TEMPO.CO, Jakarta - Husein Ja'far Al Hadar, pendiri Cultural Islamic Academy, Jakarta
Saat pertama kali terpilih menjadi Presiden Indonesia, Joko Widodo (Jokowi) langsung menerima kunjungan Perdana Menteri Inggris Tony Blair di kediamannya. Di sana, Blair sempat bertanya kepada Jokowi ihwal langkah pemerintahannya ke depan dalam menghadapi gerakan ekstremis yang mengatasnamakan agama.
Baca Juga:
Menjawab pertanyaan itu, Jokowi dengan tegas dan terus terang mengaku tak sepaham dengan kebijakan sebagian negara-negara Barat yang langsung mengambil jalan pendekatan militer (security approach) untuk membendung ekstremis. Menurut Jokowi, cara paling ampuh untuk menangkal gerakan-gerakan itu adalah dengan pendekatan keagamaan (religion approach) dan budaya (culture approach).
Menurut penulis, pendekatan keagamaan dan budaya merupakan dua modal besar Islam Indonesia. Jika keduanya bisa dijalankan beriringan, di samping pendekatan militer atau hukum, Indonesia berpeluang menjadi "kiblat" bagi pola keberislaman masyarakat muslim global dan penanganan ekstremisme agama.
Pertama, dalam konteks pendekatan keagamaan, Islam Indonesia memiliki corak yang berbeda dengan Islam Timur Tengah. Islam Indonesia sejak awal masuknya telah berbasis kemoderatan, bukan penaklukan. Islam Indonesia lebih kental akan nuansa dakwah berorientasi cinta-kasih dan toleransi berbasis tasawuf, yang salah satu sumber utamanya adalah Hadramaut (Yaman), bukan Arab Saudi, Irak, atau negara-negara Timur Tengah lainnya yang sejak dulu dikenal memiliki keberislaman yang berbasis dan berorientasi hukum. Meminjam istilah Jalaluddin Rakhmat (cendekiawan Islam Indonesia), Islam Indonesia lebih mendahulukan akhlak (dan kemaslahatan) ketimbang fikih (dan persinggungan).

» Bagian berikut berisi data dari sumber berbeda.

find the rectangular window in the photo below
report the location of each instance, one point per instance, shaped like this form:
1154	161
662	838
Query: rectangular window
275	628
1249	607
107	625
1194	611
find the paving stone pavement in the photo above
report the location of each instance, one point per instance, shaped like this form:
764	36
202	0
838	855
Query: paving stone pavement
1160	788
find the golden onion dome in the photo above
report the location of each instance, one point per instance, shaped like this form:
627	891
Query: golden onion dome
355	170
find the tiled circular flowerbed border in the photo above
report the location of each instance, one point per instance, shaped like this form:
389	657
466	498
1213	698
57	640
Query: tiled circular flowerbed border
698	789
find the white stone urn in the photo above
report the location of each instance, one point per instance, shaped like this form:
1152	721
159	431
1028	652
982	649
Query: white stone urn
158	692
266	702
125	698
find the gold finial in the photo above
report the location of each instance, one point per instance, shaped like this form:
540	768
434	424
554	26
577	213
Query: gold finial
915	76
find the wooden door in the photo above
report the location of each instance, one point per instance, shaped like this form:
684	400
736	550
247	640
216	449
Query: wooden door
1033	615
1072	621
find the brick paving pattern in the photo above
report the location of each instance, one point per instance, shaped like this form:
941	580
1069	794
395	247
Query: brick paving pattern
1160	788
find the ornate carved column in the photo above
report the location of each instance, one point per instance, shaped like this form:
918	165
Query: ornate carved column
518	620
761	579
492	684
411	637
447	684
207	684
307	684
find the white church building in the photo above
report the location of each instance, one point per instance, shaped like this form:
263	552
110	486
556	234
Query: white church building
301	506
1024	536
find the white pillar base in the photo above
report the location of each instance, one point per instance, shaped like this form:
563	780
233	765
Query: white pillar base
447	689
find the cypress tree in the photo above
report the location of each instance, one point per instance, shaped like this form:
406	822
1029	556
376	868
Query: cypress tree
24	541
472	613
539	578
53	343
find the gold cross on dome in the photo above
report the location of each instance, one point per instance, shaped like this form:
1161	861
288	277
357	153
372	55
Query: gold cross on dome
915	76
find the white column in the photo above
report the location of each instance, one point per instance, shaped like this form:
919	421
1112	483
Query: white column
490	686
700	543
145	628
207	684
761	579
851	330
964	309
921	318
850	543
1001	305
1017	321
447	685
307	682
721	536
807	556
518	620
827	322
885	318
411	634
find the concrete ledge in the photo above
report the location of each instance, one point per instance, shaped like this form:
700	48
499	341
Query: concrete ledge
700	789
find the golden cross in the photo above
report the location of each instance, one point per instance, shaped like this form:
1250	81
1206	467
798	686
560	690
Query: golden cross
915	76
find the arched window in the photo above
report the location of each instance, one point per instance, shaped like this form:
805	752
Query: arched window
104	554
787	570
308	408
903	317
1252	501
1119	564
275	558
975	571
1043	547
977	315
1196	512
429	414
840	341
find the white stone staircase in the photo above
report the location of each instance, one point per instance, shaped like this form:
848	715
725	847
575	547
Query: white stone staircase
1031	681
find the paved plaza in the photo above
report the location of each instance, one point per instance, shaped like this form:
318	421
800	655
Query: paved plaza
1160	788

Kedua, dalam konteks pendekatan budaya, Islam Indonesia sejak awal dibawa masuk dengan corak akulturatif: mengindonesiakan Islam, bukan mengislamkan Indonesia. Karena itu, Islam kemudian menjadi bagian dari tradisi Indonesia, bukan justru Indonesia dipaksa menjadi bagian dari "dinasti" Islam. Kita jeli dalam memisahkan antara ajaran Islam dan budaya Arab untuk kemudian menyerap Islamnya saja dan mengakulturasikannya dengan budaya Indonesia. Dengan demikian, sebagaimana dikemukakan sejarawan Azyumardi Azra, Islam Indonesia yang terbentuk adalah Islam yang berbunga-bunga (flowery Islam): bunga-bunganya berupa budaya dan kearifan lokal Indonesia yang hampir bisa ditemui di setiap ajaran atau ritual Islam kita, dan tentunya tanpa mengubah sedikit pun substansi ajaran Islamnya. Berbeda dengan Islam Timur Tengah yang gersang.
Dua pendekatan itulah yang, walaupun telah begitu apik dan gagah disampaikan oleh Presiden Jokowi, belum terlihat dan terasa implementasinya. Justru pendekatan hukumlah yang kian tampak sedang serius digarap oleh Menteri Agama Lukman Hakim Saifudin berupa pembentukan RUU Perlindungan Umat Beragama. Tentu, pendekatan hukum itu penting sebagai perangkat perlindungan akhir bagi kasus-kasus kekerasan agama. Namun kita mendesak butuh dua pendekatan itu agar kita bukan terus menindak kasus, melainkan mengantisipasi penyebab dan akar-akar munculnya.